# My babies!!!!!!!!!!!!!!!!!



## cindylou (May 11, 2009)

*HEY EVERYONE, I FINALLY GOT A FEW BABIES OUT OF A SPAWN, I WILL SEND PICS. OF THEM IN ABOUT ANOTHER WEEK WHEN U CAN SEE THEM, LOL. HERE ARE THE PARENTS PICS THOUGH. THE MALE IS A CROWNTAIL AND THE FEMALE IS JUST ONE OF MY MANY GIRLS OF 14.*







this is tippy







this is juliet
hope there children are as pretty as they are. :-D


----------



## k stiles (Aug 29, 2009)

aw, keep me posted I'd like to see the babies I bet they are going to be cute, and when they grow up they will be beautiful just like the parents.


----------



## ChristinaRoss (Sep 4, 2009)

good luck with the babies


----------



## Calmwaters (Sep 2, 2009)

Good luck with the babies.


----------



## cindylou (May 11, 2009)

*fry updates*

*HERE ARE SOME PICS OF MY FRY THAT ARE 5 DAYS OLD, THEY ARE PRETTY BIG IF YOU ASK ME, I THINK THEY ARE LITTLE PIGS. SORRY ABOUT THE PICS BUT I DID THE BEST I COULD.*
*







THIS IS MY LITTLEST PIG :-D







THIS ONE IS ABOVE THE LEAF, ITS SMALLER :-?







THIS ONE IS LOOKING FOR MORE FOOD ;-)







THIS ONE IS IN FRONT OF THE BAMBOO ITS MY PIG :lol:







THIS IS MY PIG, IT EATS ANYTHING 
THERE ARE 8 ALL TOGETHER BUT SOME OF THEM ARE BROWN AND I CANT GET A PIC, MAYBE THEY ARE GOING TO BE RED OR SOMETHING. WILL SEND MORE PICS WHEN THEY GET BIGGER AND THEY CAN BE SEEN BETTER :shock:




*


----------



## Romad (Jun 28, 2009)

Very cool.
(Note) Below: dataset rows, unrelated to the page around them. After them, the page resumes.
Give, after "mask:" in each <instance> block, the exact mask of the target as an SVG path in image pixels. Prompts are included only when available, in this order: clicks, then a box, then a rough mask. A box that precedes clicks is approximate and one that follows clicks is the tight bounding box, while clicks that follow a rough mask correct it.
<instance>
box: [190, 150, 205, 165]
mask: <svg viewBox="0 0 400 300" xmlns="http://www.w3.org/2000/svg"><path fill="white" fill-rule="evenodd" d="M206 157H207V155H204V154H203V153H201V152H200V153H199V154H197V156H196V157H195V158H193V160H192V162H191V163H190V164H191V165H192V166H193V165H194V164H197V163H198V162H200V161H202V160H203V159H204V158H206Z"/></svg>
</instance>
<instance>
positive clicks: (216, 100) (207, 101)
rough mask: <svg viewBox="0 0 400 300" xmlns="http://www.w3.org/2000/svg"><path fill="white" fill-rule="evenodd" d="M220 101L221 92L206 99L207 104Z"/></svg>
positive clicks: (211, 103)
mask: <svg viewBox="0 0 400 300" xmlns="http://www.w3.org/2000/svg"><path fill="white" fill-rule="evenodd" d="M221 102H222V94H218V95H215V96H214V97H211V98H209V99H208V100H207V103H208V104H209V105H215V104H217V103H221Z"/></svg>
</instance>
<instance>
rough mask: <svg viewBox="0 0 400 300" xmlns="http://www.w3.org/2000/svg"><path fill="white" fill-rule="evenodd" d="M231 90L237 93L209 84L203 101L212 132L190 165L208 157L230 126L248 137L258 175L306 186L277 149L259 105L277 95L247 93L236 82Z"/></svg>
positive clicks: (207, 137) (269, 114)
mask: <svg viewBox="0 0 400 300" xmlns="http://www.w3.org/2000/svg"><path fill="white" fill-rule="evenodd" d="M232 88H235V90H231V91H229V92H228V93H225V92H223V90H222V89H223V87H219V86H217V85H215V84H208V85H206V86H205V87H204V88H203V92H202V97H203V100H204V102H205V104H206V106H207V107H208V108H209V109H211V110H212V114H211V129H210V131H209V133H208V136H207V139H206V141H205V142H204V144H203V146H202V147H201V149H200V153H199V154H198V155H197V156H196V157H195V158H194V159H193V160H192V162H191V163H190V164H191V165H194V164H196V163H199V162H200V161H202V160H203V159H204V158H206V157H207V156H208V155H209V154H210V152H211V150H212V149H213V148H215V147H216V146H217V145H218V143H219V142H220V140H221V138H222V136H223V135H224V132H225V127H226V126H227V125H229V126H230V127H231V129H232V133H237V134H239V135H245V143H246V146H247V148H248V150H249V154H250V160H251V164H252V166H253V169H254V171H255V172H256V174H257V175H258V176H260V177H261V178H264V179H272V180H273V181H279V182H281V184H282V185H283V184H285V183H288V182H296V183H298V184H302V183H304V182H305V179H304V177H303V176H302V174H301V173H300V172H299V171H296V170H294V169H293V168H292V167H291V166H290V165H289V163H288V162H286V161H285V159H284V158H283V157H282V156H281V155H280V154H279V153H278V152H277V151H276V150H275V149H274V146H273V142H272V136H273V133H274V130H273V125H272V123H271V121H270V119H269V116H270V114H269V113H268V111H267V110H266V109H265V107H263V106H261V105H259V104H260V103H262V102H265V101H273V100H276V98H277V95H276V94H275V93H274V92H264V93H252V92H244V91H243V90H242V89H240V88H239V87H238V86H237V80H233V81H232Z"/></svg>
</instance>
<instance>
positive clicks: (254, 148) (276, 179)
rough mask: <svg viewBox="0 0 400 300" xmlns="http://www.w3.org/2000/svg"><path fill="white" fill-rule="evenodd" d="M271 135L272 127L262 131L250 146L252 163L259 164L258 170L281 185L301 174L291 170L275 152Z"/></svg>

Congrats


----------



## k stiles (Aug 29, 2009)

Sweet!!!


----------



## cindylou (May 11, 2009)

*growing babies*

*i found out why my babies are growing so fast. the snails i put in the tank are very large and forgot about the very tiny eggs they lay in a film on the side of the tank. this afternoon i saw my fry pigging out on those eggs, hmmmm, might be on to something. oh yea, there are 10 now instead of eight, maybe more before its over, will send pics. again wednesday.:shock: six of my fry are white right now and the others are dark brown, wander what color they are going to be and what kind, crowntail or veiltail. hopefully just happy ones.*


----------



## AlexXx (Aug 23, 2009)

lookin good!


----------



## ChristinaRoss (Sep 4, 2009)

very cool! let me know what color you have when they get bigger.....id like to get some white, yellow, orange, dark green or black colored ones if you get any of those colors


----------



## cindylou (May 11, 2009)

*my babies*



ChristinaRoss said:


> very cool! let me know what color you have when they get bigger.....id like to get some white, yellow, orange, dark green or black colored ones if you get any of those colors


 I will definitly keep evryone posted, they are growing like crazy, I think I have at least 3 solid white, they are my biggest.The others dont look as fat but are very long, maybe those are males. Anyways they are still eating like pigs, they already know that when I walk to the tank here they all come lol. All I see:lol: are those black eyes.


----------



## ChristinaRoss (Sep 4, 2009)

very cool!


----------